This is a wonderful ‘Who Dunn-it’ written in the best of the tradition bringing the world of 1930’s New York, the years of prohibition, the Great Depression and the era where anything could, and often did, happen on the streets of Manhattan alive once again.
Morgan De Witt is the assistant to famous columnist Alexander Brass, a man whose word is read daily and syndicated across America. De Witt considers he is very fortunate to be Brasses right-hand man and do-it all to this well respected columnist. That De Witt is also attempting to write his first novel is of considerable importance to DeWitt but not to anyone else.
Alexander Brass, a revered and in some ways feared member of Manhattan Society, often finds himself working on matters that are not always society gossip, or related to current events; matters which test his intellect to the limit.
When a man arrives in Brasses office offering a packet of photographs, refusing to give either his name or any details about the package, Brass is intrigued; even more so when he opens the packet discovering seriously compromising pictures of a number of the elite members of Manhattan Society.
According to the ‘fat man’ who delivered the pictures, it is not the pictures that are important but who took them and why. He refuses to add any further details, saying that the photographs are all part of a story well worth the telling, but in doing so a good deal of trouble and danger could be created. Trouble for everyone!
Brass decides to try and find the ‘fat man’, seconding newsman Billy Fox to ‘tail’ the man, but when Fox turns up dead, Brass realises that whatever is behind the photographs is definitely deadly and there is someone out there who will stop at nothing to get them back.

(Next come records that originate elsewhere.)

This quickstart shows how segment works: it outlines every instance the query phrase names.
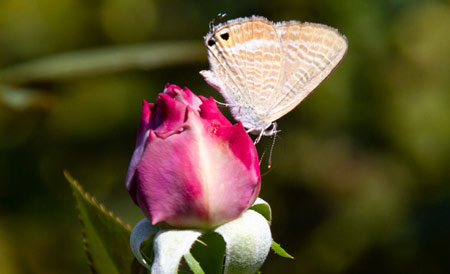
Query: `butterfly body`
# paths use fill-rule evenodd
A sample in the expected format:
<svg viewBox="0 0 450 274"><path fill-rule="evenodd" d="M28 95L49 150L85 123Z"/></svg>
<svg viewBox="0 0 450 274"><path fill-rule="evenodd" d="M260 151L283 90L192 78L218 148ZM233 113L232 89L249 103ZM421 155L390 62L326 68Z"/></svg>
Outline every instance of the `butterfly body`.
<svg viewBox="0 0 450 274"><path fill-rule="evenodd" d="M238 18L205 36L210 70L200 73L249 132L275 134L273 122L295 108L347 50L337 30L314 23Z"/></svg>

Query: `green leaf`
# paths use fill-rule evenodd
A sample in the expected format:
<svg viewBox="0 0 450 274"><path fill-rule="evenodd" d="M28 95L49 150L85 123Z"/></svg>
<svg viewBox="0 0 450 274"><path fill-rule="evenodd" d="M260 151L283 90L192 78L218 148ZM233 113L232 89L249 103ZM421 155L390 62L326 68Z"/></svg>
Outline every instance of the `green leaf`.
<svg viewBox="0 0 450 274"><path fill-rule="evenodd" d="M131 273L130 229L107 211L66 171L82 226L85 251L93 273Z"/></svg>
<svg viewBox="0 0 450 274"><path fill-rule="evenodd" d="M269 222L272 222L272 210L270 209L270 205L261 198L258 198L255 203L249 208L263 215L264 218Z"/></svg>
<svg viewBox="0 0 450 274"><path fill-rule="evenodd" d="M279 256L288 258L288 259L294 259L293 256L291 256L289 253L287 253L279 244L277 244L274 240L272 240L271 248L275 253L277 253Z"/></svg>
<svg viewBox="0 0 450 274"><path fill-rule="evenodd" d="M0 81L26 84L199 62L206 62L205 47L199 42L113 46L56 54L19 64L0 70Z"/></svg>
<svg viewBox="0 0 450 274"><path fill-rule="evenodd" d="M200 264L197 262L197 260L195 260L190 252L184 254L184 260L186 261L192 272L194 272L194 274L205 274Z"/></svg>

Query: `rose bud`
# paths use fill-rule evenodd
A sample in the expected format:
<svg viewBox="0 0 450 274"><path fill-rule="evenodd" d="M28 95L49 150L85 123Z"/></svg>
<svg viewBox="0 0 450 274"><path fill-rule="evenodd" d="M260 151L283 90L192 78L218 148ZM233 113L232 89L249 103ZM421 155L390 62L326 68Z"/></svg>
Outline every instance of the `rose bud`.
<svg viewBox="0 0 450 274"><path fill-rule="evenodd" d="M126 187L152 224L221 225L252 205L260 184L253 141L213 98L167 84L156 104L143 102Z"/></svg>

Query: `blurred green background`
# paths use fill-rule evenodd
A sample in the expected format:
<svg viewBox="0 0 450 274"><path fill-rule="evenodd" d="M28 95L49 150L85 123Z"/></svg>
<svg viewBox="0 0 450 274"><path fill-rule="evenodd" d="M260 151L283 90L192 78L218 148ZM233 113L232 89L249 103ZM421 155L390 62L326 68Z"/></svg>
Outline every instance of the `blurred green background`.
<svg viewBox="0 0 450 274"><path fill-rule="evenodd" d="M450 273L450 2L424 0L0 0L0 273L89 272L64 169L143 217L124 188L141 100L170 82L222 101L198 74L219 12L349 40L279 120L260 196L296 259L262 273Z"/></svg>

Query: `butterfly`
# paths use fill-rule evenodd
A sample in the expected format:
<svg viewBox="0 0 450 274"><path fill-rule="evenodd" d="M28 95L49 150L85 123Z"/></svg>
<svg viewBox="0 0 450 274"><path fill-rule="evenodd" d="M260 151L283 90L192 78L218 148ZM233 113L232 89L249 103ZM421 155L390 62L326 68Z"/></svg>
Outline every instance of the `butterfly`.
<svg viewBox="0 0 450 274"><path fill-rule="evenodd" d="M275 121L328 77L348 47L329 26L261 16L210 26L204 39L210 69L200 74L247 132L259 135L255 143L276 134Z"/></svg>

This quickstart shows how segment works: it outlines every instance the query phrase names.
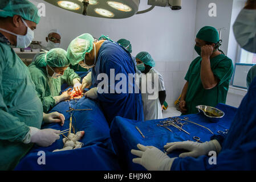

Brass is devastated that this should happen to such a young man carrying out what should have been a simple surveillance task and recruits the seriously intellectual capacity of his secretary Gloria Adams, the nightclub knowledge of Billy Fox’s widow, Cathy, Inspector Willem Raab who reluctantly agrees to share information with Brass, and of course De Witt, who amongst all the uproar is still trying to write his novel, and sets out to find out what the real issue is behind the incriminating pictures.
Add a group of what appear to be eccentric Germans, a Nazi underground movement, along with a stripper and a nymphomaniac and you have a ripper of a story.
Each of the characters is well portrayed and easy to create in the imagination which is a true hallmark of well written fiction such as this period style, murder mystery. The streets and back allies of Manhattan are well portrayed; the atmosphere of the 1930’s pervades every page adding colour and entertainment to the plot.
Utterly engrossing, Manhattan, Alexander Brass style, during the 1930’s is very difficult tear yourself away from as this intriguing drama unfolds and climaxes in the most surprizing manner!